This observation caused me more confusion than questions. I would go with some simple questions from my profiling experience and hope we could have a nice discussion.
What does exactly ATOMS.CAST.SPIN do? The only SASS document I am aware of is the CUDA Binary Utilities.
Why should the atomicAdd of float generates more SASS code and does more work than it on int? I know it is a general question and hard to be answered. Maybe the ATOMS.POPC.INC simply doesn't apply to data type float or double?
If it is more vulnerable to have more shared memory load and store conflict and thus more stall time for the atomicAdd of float than the atomicAdd of int? The former has clearly more instruction to be executed and divergent branches. I have the following code snippet in my project where the number of function calls on two functions is the same. However, the atomicAdd of float builds a runtime bottleneck while it is on int doesn't.
atomicAdd(&(SM_INT), ((int)1)); // no hotspot
atomicAdd(&(SM_FLOAT), ((float)1.1)); // a hotspot
I probably won't be able to provide an answer addressing every possible question. CUDA SASS is really not documented to the level to explain these things.
What does exactly ATOMS.CAST.SPIN do? The only SASS document I am aware of is the CUDA Binary Utilities.
^^^^^ ^^^
|| |
|| compare and swap
The programming guide gives an indication of how one can implement an "arbitrary" atomic operation, using atomic CAS (Compare And Swap). You should first familiarize yourself with how atomic CAS works.
Regarding the "arbitrary atomic" example, the thing to note is that it can evidently be used to provide atomic operations for e.g. datatypes that are not supported by a "native" atomic instruction, such as atomic add. Another thing to note is that it is essentially a loop around an atomic CAS instruction, with the loop checking to see if the operation was "successful" or not. If it was "unsuccessful", the loop continues. If it was "successful", the loop exits.

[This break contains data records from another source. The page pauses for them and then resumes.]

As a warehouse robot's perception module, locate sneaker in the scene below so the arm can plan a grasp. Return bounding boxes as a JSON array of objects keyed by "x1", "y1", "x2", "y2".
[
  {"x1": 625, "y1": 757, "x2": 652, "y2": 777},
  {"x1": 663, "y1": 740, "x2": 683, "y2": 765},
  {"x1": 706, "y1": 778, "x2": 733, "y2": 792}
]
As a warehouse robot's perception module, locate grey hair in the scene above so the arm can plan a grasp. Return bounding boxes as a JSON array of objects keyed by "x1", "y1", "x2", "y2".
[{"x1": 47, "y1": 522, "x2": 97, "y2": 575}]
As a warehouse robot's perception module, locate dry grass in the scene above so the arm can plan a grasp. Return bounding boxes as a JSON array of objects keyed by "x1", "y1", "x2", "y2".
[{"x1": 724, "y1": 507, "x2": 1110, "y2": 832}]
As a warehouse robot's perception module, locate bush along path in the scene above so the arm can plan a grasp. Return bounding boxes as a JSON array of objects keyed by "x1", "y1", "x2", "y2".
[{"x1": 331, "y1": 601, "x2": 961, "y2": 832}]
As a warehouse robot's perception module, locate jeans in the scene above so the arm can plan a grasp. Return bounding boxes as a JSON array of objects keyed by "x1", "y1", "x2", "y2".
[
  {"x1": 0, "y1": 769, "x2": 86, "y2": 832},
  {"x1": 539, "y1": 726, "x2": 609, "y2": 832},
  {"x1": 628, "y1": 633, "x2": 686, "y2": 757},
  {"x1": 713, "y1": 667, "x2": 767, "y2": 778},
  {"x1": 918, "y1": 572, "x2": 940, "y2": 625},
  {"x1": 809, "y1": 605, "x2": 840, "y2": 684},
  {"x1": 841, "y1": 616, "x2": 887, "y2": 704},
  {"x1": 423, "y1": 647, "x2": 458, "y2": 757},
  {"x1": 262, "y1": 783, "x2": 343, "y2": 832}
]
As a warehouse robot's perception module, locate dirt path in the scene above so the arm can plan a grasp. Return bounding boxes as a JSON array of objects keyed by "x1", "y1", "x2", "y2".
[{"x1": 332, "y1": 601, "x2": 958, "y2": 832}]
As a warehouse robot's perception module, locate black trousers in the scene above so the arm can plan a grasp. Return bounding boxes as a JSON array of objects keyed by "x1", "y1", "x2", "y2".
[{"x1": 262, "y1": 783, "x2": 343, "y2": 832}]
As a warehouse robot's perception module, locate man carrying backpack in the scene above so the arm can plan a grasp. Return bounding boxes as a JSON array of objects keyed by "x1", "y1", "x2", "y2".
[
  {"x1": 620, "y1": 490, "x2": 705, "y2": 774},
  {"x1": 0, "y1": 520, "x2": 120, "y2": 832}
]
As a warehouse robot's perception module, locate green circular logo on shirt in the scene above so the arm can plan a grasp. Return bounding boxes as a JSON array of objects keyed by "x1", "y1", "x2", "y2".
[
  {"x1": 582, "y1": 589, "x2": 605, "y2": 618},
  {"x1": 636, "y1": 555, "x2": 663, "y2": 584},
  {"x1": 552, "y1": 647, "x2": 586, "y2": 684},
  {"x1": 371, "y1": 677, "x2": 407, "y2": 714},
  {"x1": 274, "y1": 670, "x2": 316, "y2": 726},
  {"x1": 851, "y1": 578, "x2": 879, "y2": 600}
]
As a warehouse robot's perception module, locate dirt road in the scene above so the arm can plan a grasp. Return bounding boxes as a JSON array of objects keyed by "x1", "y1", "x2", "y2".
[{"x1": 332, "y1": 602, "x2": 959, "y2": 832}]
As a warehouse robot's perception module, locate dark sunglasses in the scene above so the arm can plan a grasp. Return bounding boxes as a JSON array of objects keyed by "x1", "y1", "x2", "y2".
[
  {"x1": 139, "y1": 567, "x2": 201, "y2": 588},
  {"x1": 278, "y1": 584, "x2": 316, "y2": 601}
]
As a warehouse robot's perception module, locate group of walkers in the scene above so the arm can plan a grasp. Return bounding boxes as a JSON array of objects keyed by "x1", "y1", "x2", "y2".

This is effectively what we see depicted in SASS code in your float example:
/*0030*/ LDS R2, [RZ] ; // get the current value in the location
FADD R3, R2, 1.1000000238418579102 ; // perform ordinary floating-point add
ATOMS.CAST.SPIN R3, [RZ], R2, R3 ; // attempt to atomically replace the result in the location
ISETP.EQ.U32.AND P0, PT, R3, 0x1, PT ; // check if replacement was successful
#!P0 BRA 0x30 // if not, loop and try again
These are essentially the steps that are outlined in the "arbitrary atomic" example in the programming guide. Based on this I would conclude the following:
the architecture you compiled for does not actually have a "native" atomic operation of the type you are requesting
the atomic operation you are requesting can be done using the looping method
the compiler tool chain (typically ptxas, but could also be the JIT system), as a convenience feature, is automatically implementing this looping method for you, rather than throwing a compile error
Why should the atomicAdd of float generates more SASS code and does more work than it on int?
Evidently, the architecture you are compiling for does not have a "native" implementation of atomic add for float, and so the compiler tool chain has chosen to implement this looping method for you. Since the loop effectively involves the possibility of success/failure which will determine whether this loop continues, and success/failure depends on other threads behavior (contention to perform the atomic), the looping method may do considerably more "work" than a native single instruction will.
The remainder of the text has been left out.